What Thomas was finally able to do, for the first time in three months, was provide in-person services at his Lifting Up Jesus Church. Almost three years old now, the church shares a modest space in a renovated auto body shop with the Life Changing Praise Center, a primarily Hispanic church that has operated for 15 years.

After the Praise Center wrapped up its services, Thomas then set to work to transition the space for his congregation. In the COVID-19 era, transitioning means sanitizing. Thomas and his family members spent the time between the two churches’ services wiping down the bathrooms and preparing hand sanitizer, latex gloves and disposable face masks for their congregation.

He said his followers still had a lot of fear about the pandemic and he didn’t expect his usual crowd.

“If I wasn’t the pastor, I don’t know if I would have been here today,” Thomas said.

The pastor’s daughter, Mimi Hill, agreed with the sentiment. “I think if he wasn’t my dad, I’d probably just watch at home from Facebook,” she said.

Dan Boyce/CPR News
Pastor Thomas’s granddaughters Mya (left) and Lia (center), who both live with the pastor, sing with their grandfather during service for the first time on Sunday, June 14, 2020.

Those online streams of his sermons have been the surprising silver lining to the pandemic. It’s a new development for the church that has led to “money coming in from all over the place, all over the country” during the pandemic.

In fact, the donations from the growing online audience have actually surpassed what was given during in-person services before the coronavirus changed the world, Thomas said.

For the first sermon physically back in his church, Thomas told the online viewers through a phone set up on a tripod in the aisle that it was indeed safe to come back to the pews, that precautions against the pandemic were being taken.

After songs and remarks from his associate pastor, Thomas’ sermon lasted a full hour and dealt deeply with the national uproar over George Floyd’s death. It was a lengthy discussion of what he called a “false balance” in America.

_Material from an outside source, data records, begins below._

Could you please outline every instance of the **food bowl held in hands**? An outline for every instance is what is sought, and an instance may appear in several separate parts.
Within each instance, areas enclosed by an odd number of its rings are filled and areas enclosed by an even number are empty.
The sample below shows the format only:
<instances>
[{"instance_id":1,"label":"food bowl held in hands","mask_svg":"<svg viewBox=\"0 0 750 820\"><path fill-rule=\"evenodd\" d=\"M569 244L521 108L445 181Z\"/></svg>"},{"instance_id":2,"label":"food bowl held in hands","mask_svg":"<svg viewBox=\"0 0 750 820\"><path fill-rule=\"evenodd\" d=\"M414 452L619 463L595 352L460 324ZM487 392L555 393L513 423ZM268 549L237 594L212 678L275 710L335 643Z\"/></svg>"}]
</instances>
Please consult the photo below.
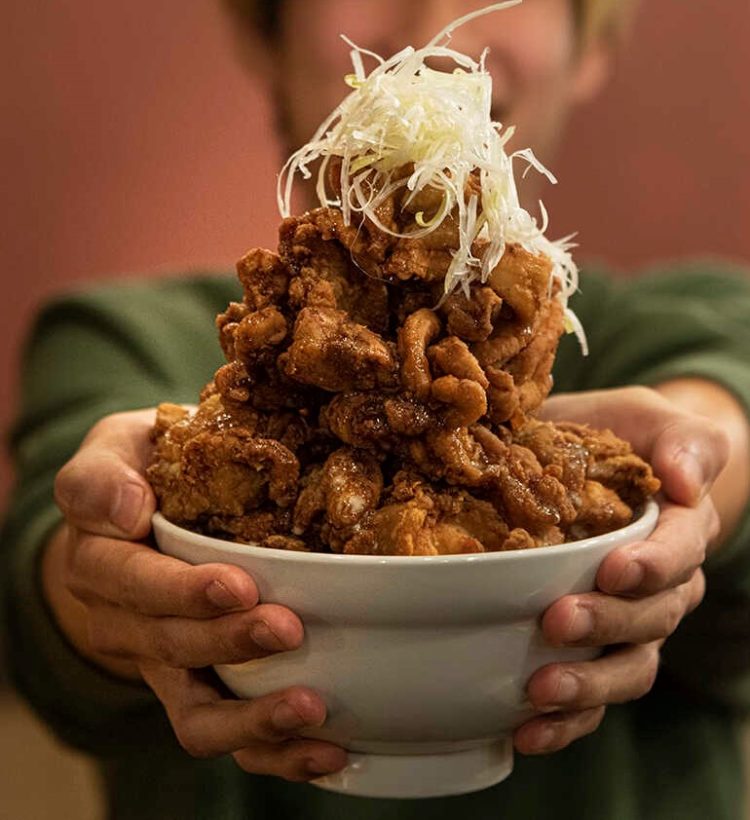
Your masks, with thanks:
<instances>
[{"instance_id":1,"label":"food bowl held in hands","mask_svg":"<svg viewBox=\"0 0 750 820\"><path fill-rule=\"evenodd\" d=\"M436 797L483 789L513 767L511 733L533 712L529 677L595 649L553 648L539 621L558 598L592 590L613 548L648 537L658 506L615 532L554 547L448 556L291 552L222 541L157 513L160 549L191 564L246 570L266 603L289 607L303 645L217 667L238 696L318 691L325 725L306 733L350 751L317 785L352 795Z\"/></svg>"}]
</instances>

A CPR investigation in early 2020 found that black Coloradans, who are 4 percent of the state’s total population, make up 11 percent of police shooting deaths.

“When you see inequity, when you see unfairness, when you see people not playing by the rules, you should come up and say it and not in the name of the Democrats and not in the name of the Republicans but in the name of the Lord,” Thomas said. “Somehow America didn’t get the message that Black Lives Matter too.”

Dan Boyce/CPR News
Pastor Terry Thomas is requiring attendees to his in-person services wear face masks except when at the pulpit. Thomas and his wife, both 65, are at higher risk for severe symptoms of COVID-19.

Thomas said almost the same thing after De’Von Bailey’s shooting. Yet, he sees hope in 2020, that it isn’t just black Americans chanting in the streets.

“I see more white people saying enough is enough than I even do black people,” he said.

That buy-in across racial lines has been needed for systemic change in the past and Thomas expects it will be needed again.